Drug addiction occurs when the reward center in the brain is rewired by the surge of dopamine and serotonin brought on by the use of certain substances. This rush of feel-good chemicals compels the desire to continue to use drugs. Individuals who use drugs are most often seeking ways to relieve physical or emotional pain, even to self-medicate a mental health condition. But drug abuse quickly turns from the perceived solution to a multi-faceted problem.
When users take a lot of a certain drug, they become tolerant to its effects and even experience painful symptoms of withdrawal when substance use has stopped. This rewiring of the brain’s reward center, and the pain that follows lack of drug use, compels individuals to seek out drugs without regard for adverse consequences.

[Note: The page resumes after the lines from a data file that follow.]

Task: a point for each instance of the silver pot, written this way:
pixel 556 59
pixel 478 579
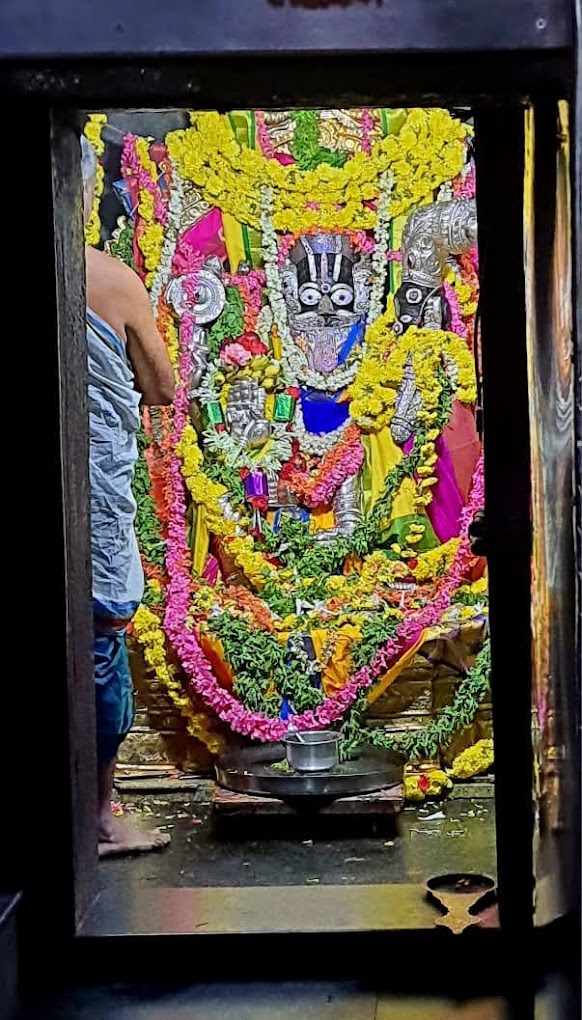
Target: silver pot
pixel 317 751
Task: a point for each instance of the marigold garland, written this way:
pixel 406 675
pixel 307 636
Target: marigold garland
pixel 428 150
pixel 336 197
pixel 148 631
pixel 93 132
pixel 137 162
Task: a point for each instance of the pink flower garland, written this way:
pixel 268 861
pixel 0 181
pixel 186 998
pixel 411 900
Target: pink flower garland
pixel 131 166
pixel 464 187
pixel 229 709
pixel 340 463
pixel 367 129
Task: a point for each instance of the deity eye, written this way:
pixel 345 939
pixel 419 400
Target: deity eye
pixel 342 295
pixel 309 295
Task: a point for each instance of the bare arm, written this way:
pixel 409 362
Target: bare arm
pixel 146 349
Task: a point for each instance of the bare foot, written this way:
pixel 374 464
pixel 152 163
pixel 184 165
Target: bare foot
pixel 117 836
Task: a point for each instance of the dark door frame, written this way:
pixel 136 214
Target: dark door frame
pixel 57 874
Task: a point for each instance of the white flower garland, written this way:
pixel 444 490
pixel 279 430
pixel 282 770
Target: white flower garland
pixel 163 272
pixel 236 455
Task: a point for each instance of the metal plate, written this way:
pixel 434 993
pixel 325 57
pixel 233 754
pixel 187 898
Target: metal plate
pixel 250 771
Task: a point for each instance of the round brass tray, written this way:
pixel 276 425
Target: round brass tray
pixel 251 771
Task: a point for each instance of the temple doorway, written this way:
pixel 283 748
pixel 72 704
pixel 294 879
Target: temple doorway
pixel 307 515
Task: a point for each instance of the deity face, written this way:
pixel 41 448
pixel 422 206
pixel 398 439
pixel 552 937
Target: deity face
pixel 416 305
pixel 326 287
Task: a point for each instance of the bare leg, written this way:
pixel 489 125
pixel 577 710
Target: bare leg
pixel 117 835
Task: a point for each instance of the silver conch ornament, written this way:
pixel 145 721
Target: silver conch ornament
pixel 210 295
pixel 431 235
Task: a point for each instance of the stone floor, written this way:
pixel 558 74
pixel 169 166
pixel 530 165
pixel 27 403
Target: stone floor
pixel 424 840
pixel 261 1001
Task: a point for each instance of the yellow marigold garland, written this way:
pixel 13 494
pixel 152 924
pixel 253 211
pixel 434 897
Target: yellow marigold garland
pixel 374 390
pixel 150 635
pixel 206 493
pixel 473 761
pixel 93 131
pixel 428 150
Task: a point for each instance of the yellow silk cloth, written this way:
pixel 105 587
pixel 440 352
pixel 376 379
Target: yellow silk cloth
pixel 335 672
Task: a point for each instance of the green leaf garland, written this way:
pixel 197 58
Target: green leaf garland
pixel 438 733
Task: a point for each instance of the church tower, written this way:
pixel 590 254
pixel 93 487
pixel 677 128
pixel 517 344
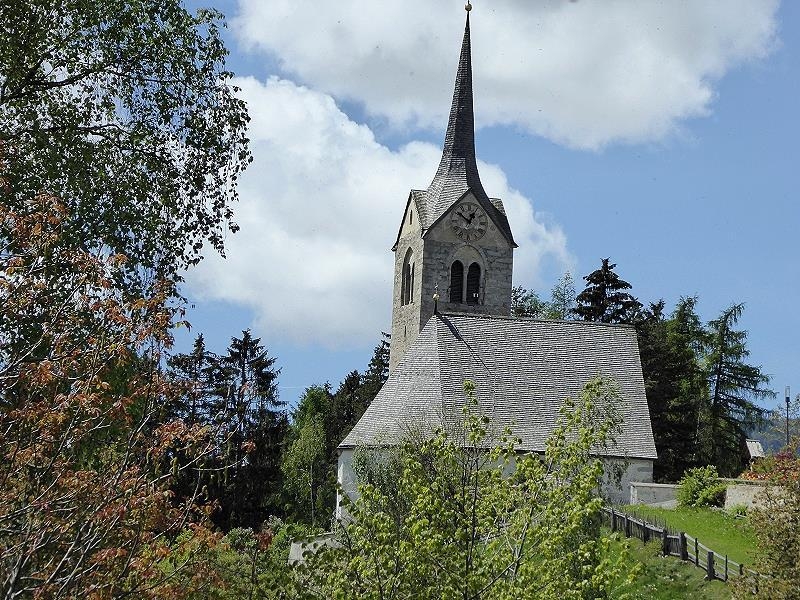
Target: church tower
pixel 454 240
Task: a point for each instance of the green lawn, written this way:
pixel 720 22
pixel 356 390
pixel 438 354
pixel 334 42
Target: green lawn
pixel 718 530
pixel 667 578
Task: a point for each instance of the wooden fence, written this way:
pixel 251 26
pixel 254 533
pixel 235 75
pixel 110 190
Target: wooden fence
pixel 680 544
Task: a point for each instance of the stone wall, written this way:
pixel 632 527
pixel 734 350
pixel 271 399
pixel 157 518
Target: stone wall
pixel 643 492
pixel 744 492
pixel 615 488
pixel 620 473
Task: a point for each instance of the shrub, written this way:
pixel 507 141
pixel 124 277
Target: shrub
pixel 701 487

In recent years, there has been a significant increase in people becoming dependent on drugs that were prescribed to them for a medical reason, such as painkillers after a surgery or injury, or anxiety medications given by a psychiatrist. As their tolerance to these medications built up — and the physical or emotional pain returned — they may have started taking more in order to experience comfort or pain relief. Overuse or misuse of drugs can cause dependence, which may quickly turn into addiction — driving individuals to steal from others, sell their belongings, or engage in risky behaviors in order to obtain more of the drug.
Drug addiction can happen to anyone, and it is happening more frequently in the US because of prescription drugs. Synthetic opioids such as oxycodone, hydrocodone, and fentanyl have been the most harmful, accounting for 67% of accidental overdose deaths.